To achieve that setting what you want is you want a very quick response from the note or
chord that you played. It's not a stereo effect, but it is a direct sample that happens in
you know, a millisecond later. You're not really thinking about milliseconds. You're
really just trying to get the quickest response; so that it sounds like the note or chord you
played is bouncing off a wall right back at you or you're in a cavernous hall or recording
studio; to get that effect of space.
So what I've done here in order to achieve this slap back delay is I have the; let's
start on the right; I have the blend setting right about 12 o'clock, so that I'm getting
an even amount of clean sound from my guitar versus the effect level. The middle is the
feedback, which is pretty far down, I'd say about 9 o'clock. If you listen, what ends
up happening is it reacts with the delay setting which is next to it.

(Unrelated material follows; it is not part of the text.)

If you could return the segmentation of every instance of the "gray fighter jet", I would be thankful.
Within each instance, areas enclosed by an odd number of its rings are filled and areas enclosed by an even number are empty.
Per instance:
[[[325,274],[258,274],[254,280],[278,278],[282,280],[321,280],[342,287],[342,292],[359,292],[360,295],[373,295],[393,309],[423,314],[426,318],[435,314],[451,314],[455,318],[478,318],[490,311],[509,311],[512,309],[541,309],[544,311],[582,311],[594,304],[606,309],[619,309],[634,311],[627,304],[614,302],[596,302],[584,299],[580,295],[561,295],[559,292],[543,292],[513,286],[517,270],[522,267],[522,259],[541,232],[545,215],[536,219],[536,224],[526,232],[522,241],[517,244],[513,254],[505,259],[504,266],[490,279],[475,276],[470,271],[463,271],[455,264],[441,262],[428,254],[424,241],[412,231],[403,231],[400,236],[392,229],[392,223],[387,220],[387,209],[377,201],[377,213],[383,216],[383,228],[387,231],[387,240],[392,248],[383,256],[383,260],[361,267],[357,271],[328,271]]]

The delay is; let's go over here to the *** on the left. Now you're hearing a little bit
of the pitch shift and that is very common in the analog delay pedals. Because the tape
delays that they had such as the Echoplex; when you would adjust the delay setting and
the speed you would slow down the tape; and you would get almost like the loop would slow
down, so fast that you would almost a pitch shift.
That's not intentional, but it is an effect that you can use with these pedals that's
pretty cool. So as I increase the delay setting, you hear that? That's the delay time, so what
you're hearing is you're hearing the amount of time in between each note, increasing or
decreasing in speed. As I decrease the ***, you hear it's pretty quick. Now if you adjust
the feedback setting, let's see how that is.
So now what we're doing is we're increasing to a minimum and maximum level of the amount
of the repeats. Speed of repeat with the delay setting, amount of repeats with the feedback
setting. And as far as the language, every pedal has
a different way of-- a different name they may call it, but that's basically it.